I recently was able to block off a three day stretch for a brief getaway and decided on camping. Actually the choice of camping had been brewing in my mind for quite some time. Being a child of the 70's camping was all we did but that gave way to more glamourous stays at five-star hotels in the '80s and quaint B & B's in the '90s. I was long overdue for some time to decompress, so I bought a tent, minimal supplies, and found what turned out to be the most beautiful spot for my trip.
Traveling alone with just my dog, it needed to be close enough as my time was limited. I needed a tent I could set up without help. The Campsite I found had lovely spots to choose from each had its own firepit and raised grassy area for your tent. There was a main pavilion for the tent camper area in case of rain and several outhouses near as well. I chose the most remote spot where the trees allowed sunlight through.
Summer was coming to a close and due to the Pandemic, I was the only one in this portion of the Campground for most of my stay. And that was delightful. I felt very safe as the Camp is sponsored by the Methodist Church, it had a family feel and was dog friendly. The services director stopped by my first evening to introduce herself and say hello. There is a tranquil pond, groomed trails, a bathhouse, and the main barn for activities.
My planned agenda for this stay was to hike their " Prayer Trail" it turned out to be the shortest trail and that was ok as my Boston Terrier does not do so well in the heat, it was over 80 degrees that day. This trail looped through the woods around the pond, there were bench stops for prayer and reflection along the way. The trail was mossy and lined with ferns.
Later that day I had signed up to drive to the top of the Camp where they are building a beautiful chapel stone by stone. You get to pick your stone, put your prayer/affirmation on it, and the architect that designed the chapel shows you how to motor your stone into place. Here is the link https://kingswoodcampsite.org/stone-ministry/
I have always been a workaholic and time away for me never seemed as important as it was to others, I love my work and what I do. But unplugging and going off the grid was much needed. Pulling your self away from the noise and distractions, just focusing on basic survival is time-consuming, no time to worry about things you cannot control.
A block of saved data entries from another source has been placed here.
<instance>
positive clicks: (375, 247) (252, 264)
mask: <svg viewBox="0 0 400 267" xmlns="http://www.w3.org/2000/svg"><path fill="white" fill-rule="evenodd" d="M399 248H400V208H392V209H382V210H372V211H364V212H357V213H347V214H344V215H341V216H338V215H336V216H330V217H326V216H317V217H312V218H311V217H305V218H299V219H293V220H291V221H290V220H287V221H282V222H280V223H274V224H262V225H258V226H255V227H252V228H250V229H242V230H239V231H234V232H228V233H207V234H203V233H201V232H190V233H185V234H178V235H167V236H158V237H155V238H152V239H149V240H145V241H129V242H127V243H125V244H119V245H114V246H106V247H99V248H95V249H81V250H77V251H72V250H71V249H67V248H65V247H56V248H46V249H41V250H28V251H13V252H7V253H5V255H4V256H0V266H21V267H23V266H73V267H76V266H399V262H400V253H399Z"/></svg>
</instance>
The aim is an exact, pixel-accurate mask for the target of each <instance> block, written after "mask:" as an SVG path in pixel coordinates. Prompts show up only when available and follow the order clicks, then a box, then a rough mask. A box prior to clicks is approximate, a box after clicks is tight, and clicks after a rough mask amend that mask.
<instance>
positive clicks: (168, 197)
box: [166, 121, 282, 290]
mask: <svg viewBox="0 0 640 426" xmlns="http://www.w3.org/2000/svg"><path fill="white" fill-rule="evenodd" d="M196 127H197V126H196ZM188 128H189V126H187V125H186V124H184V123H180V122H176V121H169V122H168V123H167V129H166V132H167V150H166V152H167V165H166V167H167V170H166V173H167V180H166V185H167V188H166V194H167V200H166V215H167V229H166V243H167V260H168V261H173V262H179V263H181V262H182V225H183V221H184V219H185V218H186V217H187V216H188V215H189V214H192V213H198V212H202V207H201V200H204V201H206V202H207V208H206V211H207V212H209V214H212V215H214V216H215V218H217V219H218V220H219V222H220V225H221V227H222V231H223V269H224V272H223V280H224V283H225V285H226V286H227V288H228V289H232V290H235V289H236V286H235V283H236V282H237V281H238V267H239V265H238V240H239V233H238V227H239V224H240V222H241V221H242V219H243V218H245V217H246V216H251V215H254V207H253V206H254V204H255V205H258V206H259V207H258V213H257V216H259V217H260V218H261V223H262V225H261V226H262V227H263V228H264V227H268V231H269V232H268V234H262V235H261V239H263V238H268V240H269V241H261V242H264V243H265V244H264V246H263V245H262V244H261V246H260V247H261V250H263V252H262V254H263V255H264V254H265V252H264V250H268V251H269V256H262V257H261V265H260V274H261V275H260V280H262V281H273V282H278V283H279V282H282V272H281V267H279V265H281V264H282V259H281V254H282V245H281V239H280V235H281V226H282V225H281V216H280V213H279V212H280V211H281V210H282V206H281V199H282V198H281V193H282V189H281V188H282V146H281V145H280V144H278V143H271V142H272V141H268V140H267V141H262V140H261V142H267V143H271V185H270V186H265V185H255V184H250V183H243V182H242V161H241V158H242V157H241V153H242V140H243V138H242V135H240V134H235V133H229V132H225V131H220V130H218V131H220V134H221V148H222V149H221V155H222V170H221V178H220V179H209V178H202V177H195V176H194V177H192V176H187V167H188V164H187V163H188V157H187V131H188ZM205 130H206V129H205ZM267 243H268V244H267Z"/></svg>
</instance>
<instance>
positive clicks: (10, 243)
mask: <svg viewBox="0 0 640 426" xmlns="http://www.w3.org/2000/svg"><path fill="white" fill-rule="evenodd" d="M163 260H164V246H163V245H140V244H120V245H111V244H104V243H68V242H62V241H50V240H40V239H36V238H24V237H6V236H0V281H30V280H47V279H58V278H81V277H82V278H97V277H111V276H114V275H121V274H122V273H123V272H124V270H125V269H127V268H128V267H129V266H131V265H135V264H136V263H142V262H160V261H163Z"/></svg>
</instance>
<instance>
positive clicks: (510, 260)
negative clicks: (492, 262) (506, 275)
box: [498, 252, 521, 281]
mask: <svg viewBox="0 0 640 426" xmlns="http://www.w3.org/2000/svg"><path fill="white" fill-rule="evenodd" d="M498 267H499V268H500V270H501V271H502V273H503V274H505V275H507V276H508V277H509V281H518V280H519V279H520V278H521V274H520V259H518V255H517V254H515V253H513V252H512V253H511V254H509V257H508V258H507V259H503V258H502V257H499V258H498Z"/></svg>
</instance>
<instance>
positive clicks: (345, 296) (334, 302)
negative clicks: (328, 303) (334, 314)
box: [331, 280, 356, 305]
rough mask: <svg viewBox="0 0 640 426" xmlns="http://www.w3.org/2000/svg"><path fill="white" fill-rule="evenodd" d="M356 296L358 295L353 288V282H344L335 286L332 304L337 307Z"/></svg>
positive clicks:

Sure what I ended up spending for this trip, even though the campsite was a fabulous bargain, the camping supplies and food I most likely could have spent the two nights at a local B & B. But it made me feel confident, strong, and the moments of connection with nature that I had long ago forgotten. I came home with that "good tired" kind of feeling.
As I was driving to work that morning I caught a glimpse of a small pond through the trees. You see I had been taking that same route to work for many months and never noticed that pond, but seeing that brought me back to a moment from my weekend, and that was enough to get me through the day.